Guto – “Da amizade quero muito Tudo que puder sonhar”. Essas frases são minhas e são o que espero de uma amizade. Não quero amigo pra pagar meu almoço ou dividir conta de enterro. Quero amigos em que eu possa confiar, e que não deixem suas pequenezas e mesquinhezas atrapalharem algo maior, como a amizade, que é um alinhamento espiritual com quem você admira, respeita e fortalece acima de tudo. O que destrói amizades geralmente são dinheiro e mulher, o homem é tão pequeno que consegue brigar sempre por esses motivos. A ganância individual de cada um tem que aprender a dividir. Quem quer tudo pra si, deixando escorrer migalhas, pros outros terá uma solidão maior que o planeta pra carregar de corcunda. Nessa fase nova do Barão, trouxe de volta pra perto a amizade do Maurício Barros, meu companheiro de sonhos desde os tempos do ginásio (ensino médio). Isso vale zilhões de dólares e apocalipses que impulsionam nosso crescimento na velocidade de um cometa.

Blog Rock 80 Brasil – No atual cenário brasileiro, tanto em termos políticos, econômicos e morais, como podemos entender a palavra “Viva”?
Guto – VIVA foi o despertar de um gigante que estava dopado e sendo alimentado cruelmente a pão e água, numa tortura que parecia interminável, mas a vida realinha as coisas e o mal com o tempo vai se diluindo. Agora é esse grito de positividade e celebração. O grande milagre da vida é a própria vida e eu não dispenso essa encarnação por nada. Quero a felicidade a qualquer custo e temos um time remando e acreditando na mesma direção. Tenho um orgulho prazeiroso do passado, mas já passou. Agora é o agora, é o que o futuro puder nos dar. Depois dos 50 anos, se cair uma maçã do céu, coma, pois é pra você! Caiu uma caixa de maçãs na minha cabeça, e vou comer todas, dia-a-dia como a vida gosta de escorrer…

Blog Rock 80 Brasil – Amor ou medo, o que mais guiou o novo disco?
Guto – Eu nunca me senti pior que as coisas que tem rolado na música brasileira e internacional. Sempre enxerguei a força criativa do grupo como uma grande luz, só faltava o esforço e a dedicação dos músicos para aplicá-las e trazer isso à tona novamente. Mas é claro que temos um pequeno grilo de sermos ridicularizados ou chamados de ultrapassados ou um artista sem ideias novas, por isso o disco novo não contar com colaboradores externos e mostrar na cara o potencial criativo do novo quarteto.

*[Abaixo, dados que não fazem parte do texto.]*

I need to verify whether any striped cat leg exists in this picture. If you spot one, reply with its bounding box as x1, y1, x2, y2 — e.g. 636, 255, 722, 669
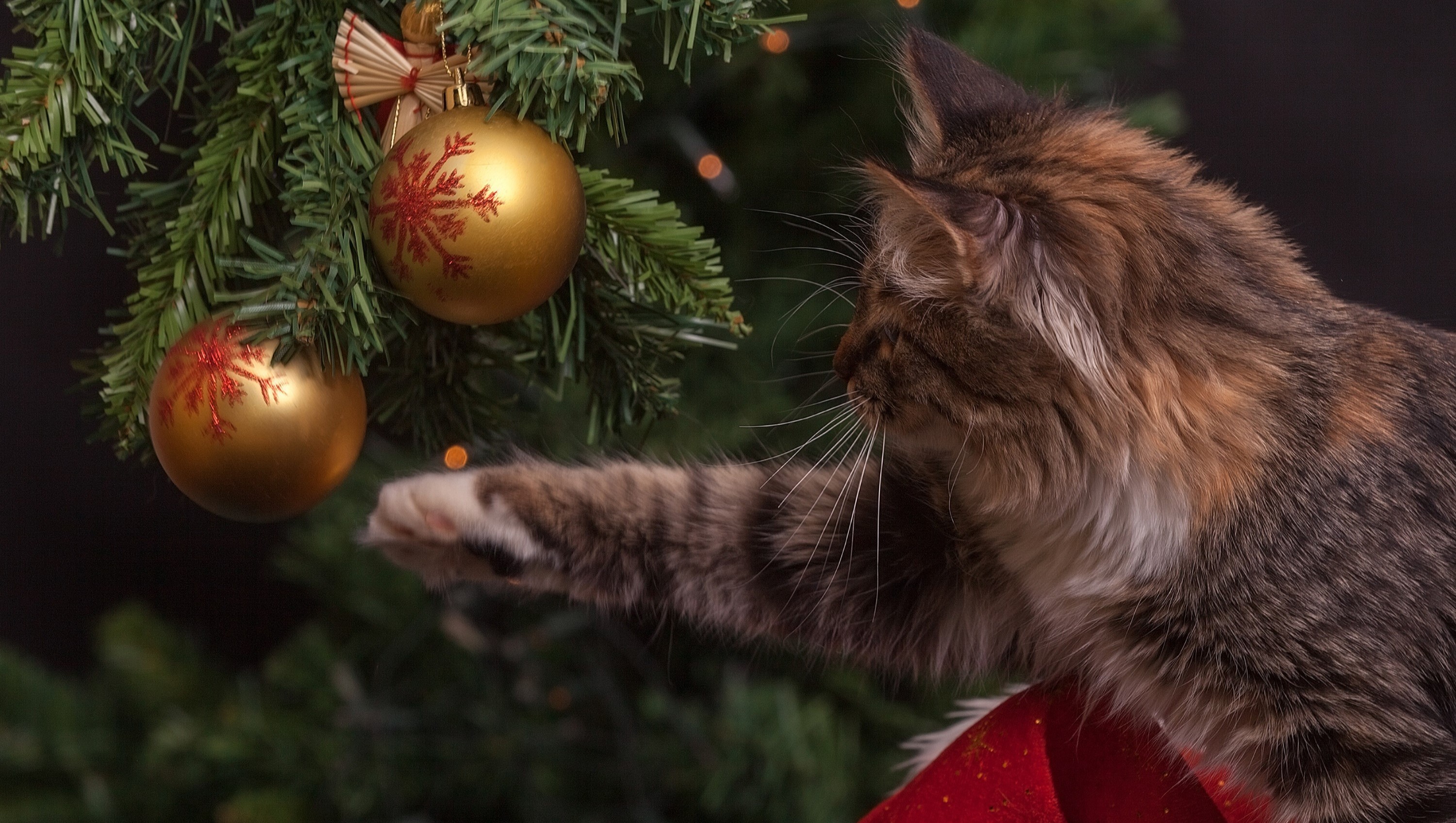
364, 462, 1022, 670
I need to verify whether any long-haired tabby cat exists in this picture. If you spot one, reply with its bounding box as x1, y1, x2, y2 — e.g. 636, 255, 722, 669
364, 34, 1456, 823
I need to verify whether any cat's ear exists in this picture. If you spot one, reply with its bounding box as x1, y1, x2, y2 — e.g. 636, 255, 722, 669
900, 29, 1042, 169
863, 163, 1108, 386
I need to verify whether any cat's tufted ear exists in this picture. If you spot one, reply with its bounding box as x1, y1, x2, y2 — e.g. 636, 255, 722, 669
900, 29, 1042, 169
863, 163, 1108, 387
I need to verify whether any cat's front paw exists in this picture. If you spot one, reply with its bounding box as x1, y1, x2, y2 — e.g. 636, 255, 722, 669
360, 472, 545, 587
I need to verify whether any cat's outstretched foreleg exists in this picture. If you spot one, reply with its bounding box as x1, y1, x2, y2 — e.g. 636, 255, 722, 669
364, 460, 1022, 670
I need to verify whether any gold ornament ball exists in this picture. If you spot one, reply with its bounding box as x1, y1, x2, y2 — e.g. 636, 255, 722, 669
368, 106, 587, 325
147, 318, 367, 521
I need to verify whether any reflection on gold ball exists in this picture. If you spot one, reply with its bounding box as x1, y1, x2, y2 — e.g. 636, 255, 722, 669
368, 106, 587, 325
147, 318, 367, 521
399, 0, 446, 45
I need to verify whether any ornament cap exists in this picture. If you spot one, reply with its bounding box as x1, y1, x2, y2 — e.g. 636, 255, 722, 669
444, 79, 485, 111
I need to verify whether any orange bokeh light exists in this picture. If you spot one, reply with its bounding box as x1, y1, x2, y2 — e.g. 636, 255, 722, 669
446, 446, 470, 469
759, 28, 792, 54
697, 154, 724, 181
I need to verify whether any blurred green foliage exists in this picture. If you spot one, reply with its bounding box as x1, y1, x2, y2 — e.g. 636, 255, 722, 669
0, 0, 1181, 823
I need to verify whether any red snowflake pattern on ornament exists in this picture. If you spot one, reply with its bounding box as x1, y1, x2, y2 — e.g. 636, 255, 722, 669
157, 323, 282, 443
368, 131, 501, 286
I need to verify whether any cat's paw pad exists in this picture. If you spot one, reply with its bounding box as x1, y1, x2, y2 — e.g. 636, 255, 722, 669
363, 473, 485, 545
360, 473, 498, 586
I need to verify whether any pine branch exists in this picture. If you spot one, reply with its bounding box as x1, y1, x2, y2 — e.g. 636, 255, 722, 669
100, 3, 323, 454
444, 0, 804, 150
0, 0, 778, 454
0, 0, 233, 242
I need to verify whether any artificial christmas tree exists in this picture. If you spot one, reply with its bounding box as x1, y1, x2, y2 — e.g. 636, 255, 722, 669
0, 0, 1188, 823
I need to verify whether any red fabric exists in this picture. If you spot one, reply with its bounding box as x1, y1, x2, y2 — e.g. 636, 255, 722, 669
860, 682, 1268, 823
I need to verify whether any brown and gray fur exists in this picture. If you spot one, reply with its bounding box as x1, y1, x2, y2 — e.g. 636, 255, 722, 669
365, 34, 1456, 823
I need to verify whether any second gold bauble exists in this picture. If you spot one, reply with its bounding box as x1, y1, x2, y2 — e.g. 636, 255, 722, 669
368, 106, 587, 325
147, 318, 367, 521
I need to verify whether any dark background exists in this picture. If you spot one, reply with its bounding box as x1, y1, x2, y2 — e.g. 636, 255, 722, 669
0, 0, 1456, 670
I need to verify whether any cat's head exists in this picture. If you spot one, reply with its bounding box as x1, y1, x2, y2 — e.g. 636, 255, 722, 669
834, 32, 1322, 501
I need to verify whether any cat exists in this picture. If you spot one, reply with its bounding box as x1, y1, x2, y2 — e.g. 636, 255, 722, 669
363, 31, 1456, 823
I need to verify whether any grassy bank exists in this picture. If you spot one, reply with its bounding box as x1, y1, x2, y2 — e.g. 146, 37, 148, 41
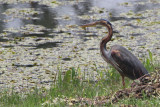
0, 52, 160, 107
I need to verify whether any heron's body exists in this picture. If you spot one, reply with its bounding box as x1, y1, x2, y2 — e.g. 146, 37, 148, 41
81, 20, 148, 86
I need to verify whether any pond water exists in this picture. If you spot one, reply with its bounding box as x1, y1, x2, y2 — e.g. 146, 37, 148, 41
0, 0, 160, 90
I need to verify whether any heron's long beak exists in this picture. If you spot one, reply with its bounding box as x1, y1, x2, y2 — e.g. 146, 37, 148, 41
80, 22, 97, 29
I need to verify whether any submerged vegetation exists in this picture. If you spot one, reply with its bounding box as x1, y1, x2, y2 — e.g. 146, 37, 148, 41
0, 0, 160, 107
0, 51, 160, 107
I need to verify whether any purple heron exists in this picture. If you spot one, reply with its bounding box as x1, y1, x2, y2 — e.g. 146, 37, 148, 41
81, 19, 149, 87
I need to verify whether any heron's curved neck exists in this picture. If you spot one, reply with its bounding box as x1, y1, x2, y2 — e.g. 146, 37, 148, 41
100, 24, 113, 52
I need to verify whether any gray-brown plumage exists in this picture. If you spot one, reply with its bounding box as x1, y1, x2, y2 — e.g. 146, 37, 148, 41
81, 19, 149, 86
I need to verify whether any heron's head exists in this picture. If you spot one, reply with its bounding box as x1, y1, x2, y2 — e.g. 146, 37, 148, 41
81, 19, 112, 28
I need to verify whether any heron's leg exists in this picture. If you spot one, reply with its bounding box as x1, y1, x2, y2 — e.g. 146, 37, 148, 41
122, 76, 125, 88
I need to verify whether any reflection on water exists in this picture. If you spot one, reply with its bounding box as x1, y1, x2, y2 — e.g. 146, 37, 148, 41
0, 0, 159, 35
0, 0, 159, 48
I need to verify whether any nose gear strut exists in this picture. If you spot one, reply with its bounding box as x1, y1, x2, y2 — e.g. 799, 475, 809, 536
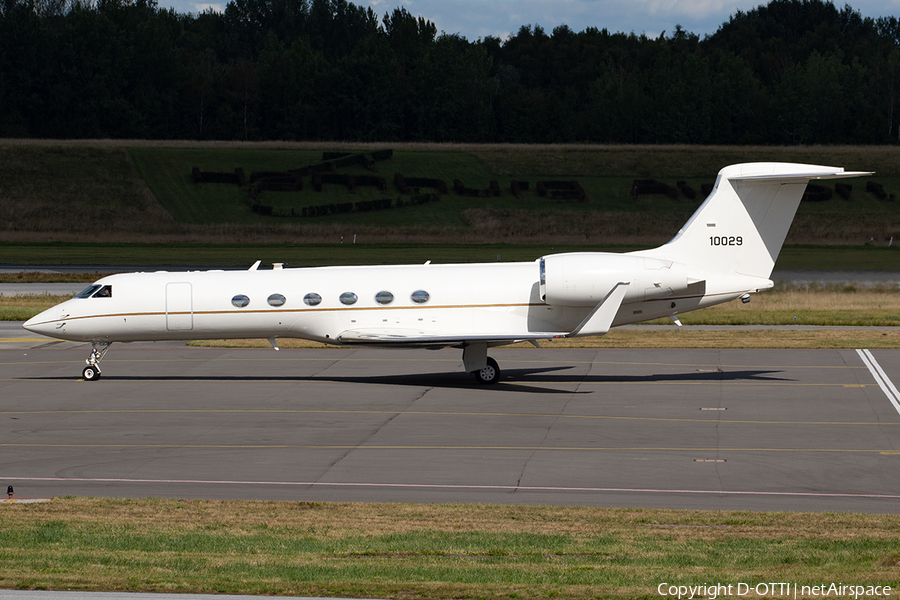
81, 342, 110, 381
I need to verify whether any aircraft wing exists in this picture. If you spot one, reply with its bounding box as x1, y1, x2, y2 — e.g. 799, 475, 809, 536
337, 329, 566, 348
337, 281, 629, 348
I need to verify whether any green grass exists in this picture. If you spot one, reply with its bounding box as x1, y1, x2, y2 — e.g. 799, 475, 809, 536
0, 498, 900, 600
0, 140, 900, 246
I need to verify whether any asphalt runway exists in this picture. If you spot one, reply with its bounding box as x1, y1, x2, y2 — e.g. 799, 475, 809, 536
0, 324, 900, 513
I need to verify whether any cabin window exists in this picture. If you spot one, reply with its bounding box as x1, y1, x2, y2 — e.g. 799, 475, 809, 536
231, 294, 250, 308
75, 284, 103, 298
303, 293, 322, 306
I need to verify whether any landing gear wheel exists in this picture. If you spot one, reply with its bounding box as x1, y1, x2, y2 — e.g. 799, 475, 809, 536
473, 356, 500, 385
81, 365, 100, 381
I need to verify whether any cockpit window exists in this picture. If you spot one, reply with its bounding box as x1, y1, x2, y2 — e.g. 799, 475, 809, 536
75, 284, 103, 298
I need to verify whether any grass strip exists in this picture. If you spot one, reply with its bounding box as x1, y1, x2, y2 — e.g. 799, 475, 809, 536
0, 498, 900, 600
0, 244, 900, 272
0, 286, 900, 327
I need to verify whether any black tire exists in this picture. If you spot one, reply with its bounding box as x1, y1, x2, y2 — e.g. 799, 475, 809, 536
472, 356, 500, 385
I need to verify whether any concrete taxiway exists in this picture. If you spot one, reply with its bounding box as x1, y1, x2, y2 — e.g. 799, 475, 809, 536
0, 326, 900, 513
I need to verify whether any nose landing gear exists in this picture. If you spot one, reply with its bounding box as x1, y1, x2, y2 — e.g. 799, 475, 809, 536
81, 342, 110, 381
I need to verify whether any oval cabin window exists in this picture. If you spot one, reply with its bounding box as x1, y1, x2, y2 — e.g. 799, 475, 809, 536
231, 294, 250, 308
303, 293, 322, 306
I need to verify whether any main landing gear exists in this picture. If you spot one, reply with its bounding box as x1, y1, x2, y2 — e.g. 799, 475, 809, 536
473, 356, 500, 385
81, 342, 109, 381
463, 343, 500, 385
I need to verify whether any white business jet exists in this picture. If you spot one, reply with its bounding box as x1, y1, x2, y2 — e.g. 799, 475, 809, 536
24, 163, 870, 384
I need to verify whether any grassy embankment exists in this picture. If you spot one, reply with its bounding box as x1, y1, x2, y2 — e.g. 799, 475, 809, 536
0, 141, 900, 246
0, 498, 900, 600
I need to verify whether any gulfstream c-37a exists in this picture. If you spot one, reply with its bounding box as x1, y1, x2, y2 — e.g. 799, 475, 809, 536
24, 163, 868, 384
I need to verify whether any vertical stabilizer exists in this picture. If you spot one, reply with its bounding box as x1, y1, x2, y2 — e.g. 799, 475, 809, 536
638, 163, 870, 279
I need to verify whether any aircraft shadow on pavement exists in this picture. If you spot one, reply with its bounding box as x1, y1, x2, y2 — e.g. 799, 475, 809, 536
29, 366, 794, 394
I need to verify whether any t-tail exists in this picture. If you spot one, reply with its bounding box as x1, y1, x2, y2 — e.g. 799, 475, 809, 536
638, 163, 871, 287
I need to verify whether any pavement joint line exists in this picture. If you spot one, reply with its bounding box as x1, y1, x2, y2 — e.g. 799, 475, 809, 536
0, 408, 900, 427
0, 442, 894, 454
6, 477, 900, 499
856, 350, 900, 414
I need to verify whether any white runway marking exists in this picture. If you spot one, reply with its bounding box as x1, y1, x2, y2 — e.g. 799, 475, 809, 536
3, 476, 900, 500
856, 350, 900, 413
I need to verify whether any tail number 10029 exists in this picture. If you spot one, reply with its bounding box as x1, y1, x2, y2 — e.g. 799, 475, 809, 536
709, 235, 744, 246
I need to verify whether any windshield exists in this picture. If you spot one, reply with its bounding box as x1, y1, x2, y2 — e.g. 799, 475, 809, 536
75, 283, 103, 298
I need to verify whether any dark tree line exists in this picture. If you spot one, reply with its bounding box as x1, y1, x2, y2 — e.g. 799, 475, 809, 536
0, 0, 900, 144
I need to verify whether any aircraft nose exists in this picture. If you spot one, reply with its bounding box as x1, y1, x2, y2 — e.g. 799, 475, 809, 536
22, 309, 60, 337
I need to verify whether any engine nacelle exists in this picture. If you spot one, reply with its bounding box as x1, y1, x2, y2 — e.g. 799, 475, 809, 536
539, 252, 688, 306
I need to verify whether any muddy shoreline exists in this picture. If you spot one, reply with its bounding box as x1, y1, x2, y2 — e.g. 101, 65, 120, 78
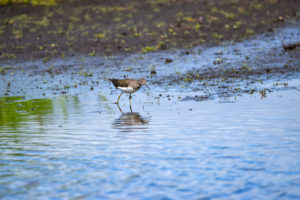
0, 0, 300, 62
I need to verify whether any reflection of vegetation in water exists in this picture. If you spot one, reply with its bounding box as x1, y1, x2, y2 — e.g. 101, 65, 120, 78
0, 97, 53, 128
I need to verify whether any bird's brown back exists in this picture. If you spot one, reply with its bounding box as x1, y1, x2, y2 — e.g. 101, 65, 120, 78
108, 79, 142, 90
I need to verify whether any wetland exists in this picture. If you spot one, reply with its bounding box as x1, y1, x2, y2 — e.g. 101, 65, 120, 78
0, 0, 300, 199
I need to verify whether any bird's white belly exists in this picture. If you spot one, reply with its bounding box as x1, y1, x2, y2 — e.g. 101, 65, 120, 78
118, 87, 135, 93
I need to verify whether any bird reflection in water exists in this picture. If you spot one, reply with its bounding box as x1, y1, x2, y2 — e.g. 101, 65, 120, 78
112, 104, 149, 131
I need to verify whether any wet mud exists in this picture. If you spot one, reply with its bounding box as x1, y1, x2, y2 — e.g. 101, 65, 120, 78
0, 0, 300, 62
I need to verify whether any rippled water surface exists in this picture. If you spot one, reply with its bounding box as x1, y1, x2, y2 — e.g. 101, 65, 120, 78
0, 88, 300, 199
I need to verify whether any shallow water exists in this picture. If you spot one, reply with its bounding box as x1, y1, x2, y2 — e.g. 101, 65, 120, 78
0, 22, 300, 199
0, 86, 300, 199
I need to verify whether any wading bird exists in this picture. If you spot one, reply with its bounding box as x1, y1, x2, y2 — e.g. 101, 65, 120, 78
108, 78, 150, 105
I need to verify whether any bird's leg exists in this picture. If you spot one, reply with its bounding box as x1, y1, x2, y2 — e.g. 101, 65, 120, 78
129, 94, 132, 106
116, 92, 123, 104
117, 104, 124, 114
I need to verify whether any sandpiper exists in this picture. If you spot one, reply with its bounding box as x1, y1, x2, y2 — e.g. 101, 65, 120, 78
108, 78, 150, 105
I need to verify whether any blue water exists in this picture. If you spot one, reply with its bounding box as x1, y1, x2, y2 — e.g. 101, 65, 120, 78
0, 86, 300, 199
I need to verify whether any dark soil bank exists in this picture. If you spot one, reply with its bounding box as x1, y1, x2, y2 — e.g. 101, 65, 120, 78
0, 0, 300, 62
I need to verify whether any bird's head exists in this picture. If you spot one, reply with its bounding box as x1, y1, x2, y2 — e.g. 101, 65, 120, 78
140, 78, 150, 90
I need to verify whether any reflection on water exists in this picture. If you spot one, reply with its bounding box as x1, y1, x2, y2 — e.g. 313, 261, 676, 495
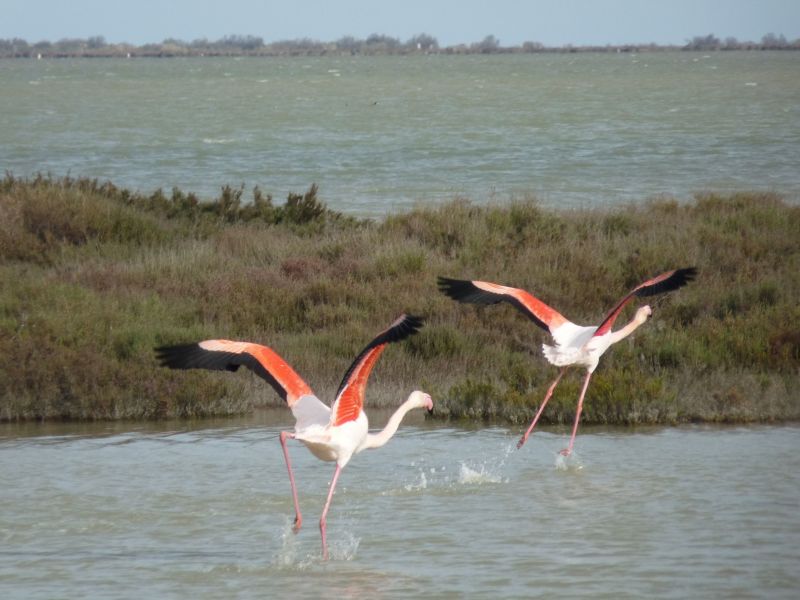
0, 52, 800, 217
0, 418, 800, 599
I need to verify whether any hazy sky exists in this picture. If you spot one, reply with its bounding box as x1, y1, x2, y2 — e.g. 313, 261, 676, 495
0, 0, 800, 46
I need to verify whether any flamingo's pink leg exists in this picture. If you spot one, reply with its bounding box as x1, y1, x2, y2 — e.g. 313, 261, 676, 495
517, 367, 567, 449
281, 431, 303, 533
561, 371, 592, 456
319, 464, 342, 560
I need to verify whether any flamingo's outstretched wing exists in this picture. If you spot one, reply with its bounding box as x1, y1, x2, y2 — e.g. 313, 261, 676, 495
594, 267, 697, 336
439, 277, 569, 334
156, 340, 314, 407
331, 314, 422, 426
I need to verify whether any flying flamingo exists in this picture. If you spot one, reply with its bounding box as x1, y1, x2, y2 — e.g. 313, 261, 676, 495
156, 314, 433, 560
439, 267, 697, 456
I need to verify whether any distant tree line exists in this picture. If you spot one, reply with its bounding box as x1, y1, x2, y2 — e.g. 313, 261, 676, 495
0, 33, 800, 58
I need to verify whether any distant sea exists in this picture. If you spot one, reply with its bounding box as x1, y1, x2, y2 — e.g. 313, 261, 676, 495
0, 52, 800, 217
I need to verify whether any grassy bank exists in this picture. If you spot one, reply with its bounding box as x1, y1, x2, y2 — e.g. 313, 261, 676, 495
0, 176, 800, 424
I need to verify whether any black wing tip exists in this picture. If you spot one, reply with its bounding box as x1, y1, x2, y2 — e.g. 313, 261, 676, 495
675, 267, 697, 283
634, 267, 697, 297
437, 275, 490, 304
664, 267, 697, 290
381, 313, 425, 342
154, 342, 200, 369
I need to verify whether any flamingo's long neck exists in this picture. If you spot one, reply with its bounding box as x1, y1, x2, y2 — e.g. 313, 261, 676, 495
361, 394, 419, 450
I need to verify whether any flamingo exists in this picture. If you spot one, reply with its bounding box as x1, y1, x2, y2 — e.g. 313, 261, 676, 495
156, 314, 433, 560
438, 267, 697, 456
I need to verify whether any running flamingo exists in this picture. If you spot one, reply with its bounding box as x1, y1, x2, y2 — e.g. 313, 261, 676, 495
156, 314, 433, 560
439, 267, 697, 456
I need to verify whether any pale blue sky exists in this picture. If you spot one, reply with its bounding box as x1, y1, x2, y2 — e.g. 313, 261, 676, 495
0, 0, 800, 46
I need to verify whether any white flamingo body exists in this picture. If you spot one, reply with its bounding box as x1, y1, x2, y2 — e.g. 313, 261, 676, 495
156, 315, 433, 559
439, 267, 697, 455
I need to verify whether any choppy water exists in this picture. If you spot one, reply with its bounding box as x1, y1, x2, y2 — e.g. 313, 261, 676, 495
0, 52, 800, 216
0, 413, 800, 600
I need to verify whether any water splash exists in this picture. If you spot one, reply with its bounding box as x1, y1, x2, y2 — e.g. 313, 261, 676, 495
403, 471, 428, 492
328, 532, 361, 561
553, 452, 583, 473
458, 463, 503, 485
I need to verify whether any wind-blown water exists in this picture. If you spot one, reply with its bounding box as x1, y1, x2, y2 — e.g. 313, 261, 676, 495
0, 413, 800, 600
0, 52, 800, 216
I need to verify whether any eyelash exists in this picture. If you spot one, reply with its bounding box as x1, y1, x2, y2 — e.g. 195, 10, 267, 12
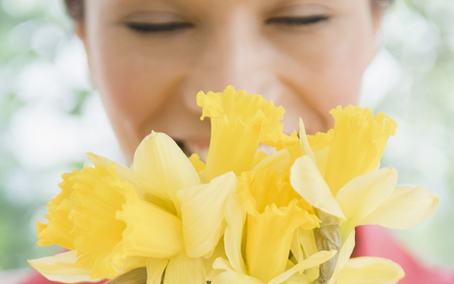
126, 16, 329, 33
126, 22, 194, 33
266, 16, 329, 26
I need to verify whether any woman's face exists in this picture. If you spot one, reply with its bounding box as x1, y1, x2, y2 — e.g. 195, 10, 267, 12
77, 0, 380, 161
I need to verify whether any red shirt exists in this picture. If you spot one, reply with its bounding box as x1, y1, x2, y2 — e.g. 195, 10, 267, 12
21, 226, 454, 284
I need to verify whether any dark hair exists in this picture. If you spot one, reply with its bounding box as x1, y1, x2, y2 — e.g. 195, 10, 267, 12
65, 0, 394, 21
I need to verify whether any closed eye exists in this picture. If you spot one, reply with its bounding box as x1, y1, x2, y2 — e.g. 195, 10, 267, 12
126, 22, 194, 33
266, 15, 329, 26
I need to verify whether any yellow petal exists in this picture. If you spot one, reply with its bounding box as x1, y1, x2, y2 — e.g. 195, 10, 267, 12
290, 155, 345, 219
147, 258, 169, 284
328, 230, 356, 284
132, 132, 200, 215
211, 258, 265, 284
117, 184, 184, 258
71, 164, 130, 278
178, 172, 236, 257
202, 239, 227, 281
336, 168, 397, 242
36, 170, 78, 250
324, 106, 397, 196
268, 250, 337, 284
238, 167, 301, 214
360, 186, 440, 230
28, 250, 101, 283
197, 86, 284, 181
253, 149, 290, 174
224, 194, 246, 273
246, 200, 309, 282
189, 153, 205, 172
164, 253, 206, 284
336, 257, 405, 284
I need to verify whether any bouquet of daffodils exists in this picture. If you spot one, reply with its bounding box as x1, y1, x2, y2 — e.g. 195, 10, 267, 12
30, 86, 439, 284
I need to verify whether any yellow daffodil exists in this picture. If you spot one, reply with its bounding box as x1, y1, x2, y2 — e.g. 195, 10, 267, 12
30, 132, 236, 284
30, 90, 439, 284
213, 150, 335, 284
328, 231, 405, 284
291, 107, 439, 283
197, 86, 284, 181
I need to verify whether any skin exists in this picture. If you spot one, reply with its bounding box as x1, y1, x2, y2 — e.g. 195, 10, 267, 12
76, 0, 381, 162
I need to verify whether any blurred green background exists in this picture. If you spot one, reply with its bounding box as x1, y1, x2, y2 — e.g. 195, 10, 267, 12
0, 0, 454, 278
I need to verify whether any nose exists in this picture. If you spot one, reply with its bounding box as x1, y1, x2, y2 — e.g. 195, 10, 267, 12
181, 15, 278, 111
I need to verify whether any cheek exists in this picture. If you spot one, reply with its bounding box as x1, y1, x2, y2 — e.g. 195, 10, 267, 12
88, 33, 190, 136
278, 24, 374, 134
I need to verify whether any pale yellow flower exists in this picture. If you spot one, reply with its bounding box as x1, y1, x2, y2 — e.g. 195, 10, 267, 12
212, 150, 335, 284
30, 133, 236, 283
291, 107, 439, 284
197, 86, 285, 181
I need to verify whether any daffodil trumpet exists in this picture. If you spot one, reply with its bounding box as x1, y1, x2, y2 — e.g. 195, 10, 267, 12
29, 86, 440, 284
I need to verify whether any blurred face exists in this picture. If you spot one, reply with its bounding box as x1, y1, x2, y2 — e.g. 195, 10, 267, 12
77, 0, 380, 162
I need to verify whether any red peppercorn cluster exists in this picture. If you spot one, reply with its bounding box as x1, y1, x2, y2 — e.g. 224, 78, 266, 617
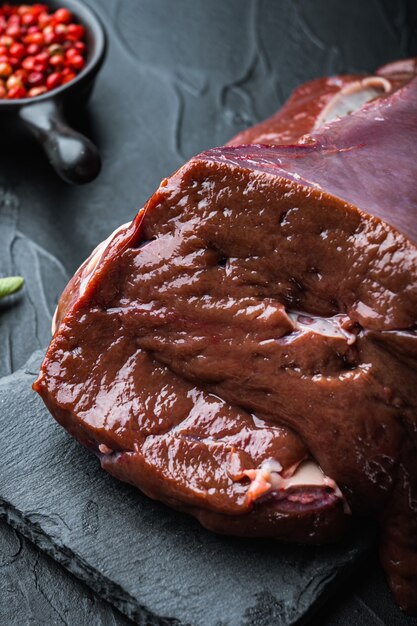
0, 4, 85, 100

Blog Rock 80 Brasil – Desde 2017, quando o Suricato entrou na banda, o Barão lançou regravações e um single (que está novo disco). Esse tempo foi importante para a banda se entrosar e planejar os próximos passos?
Guto – Olha, eu gostaria que pudéssemos ensaiar todos os dias. Dessa forma teríamos como lançar música nova todo mês, fora a evolução da banda no palco. A música exige um processo de repetição que faz todos ficarem e soarem a vontade. Esse álbum nasceu dentro das nossas possibilidades de encontros e convivência. Se tivermos mais tempo juntos pra gastar, mais músicas e álbuns novos virão.

Blog Rock 80 Brasil – Falando em próximos passos, o que podemos esperar do Barão daqui pra frente?
Guto – Esse VIVA, provavelmente será o nosso último álbum que saíra em formato físico para atender ao fã e colecionador mais antigo. Quero esse fã com um CD físico em sua coleção, com o novo vocalista, que se Deus permitir será perpetuado no posto avançado que foi dos ex-cantores. Não quero mais passar por isso novamente, meu saco já deu, mas quem sabe tudo da vida? Se tiver que encarar de novo vou pra briga. Construí a minha vida do zero e isso me cobriu de verniz. Já dei a cara a tapa, muitas vezes, talvez, mais que Jesus Cristo, mas dei muita porrada também, e aí vamos em frente? Não dá pra chegar no céu depois de morrer e pedir um whisky para São Pedro. “A vida é agora e não depois”, já dizia o poeta. Então, é: VIVA BARÃO PRA SEMPRE!

Fabricio Mazocco é jornalista, doutor em Ciência Política, professor universitário, fã de rock e criador do blog Rock 80 Brasil.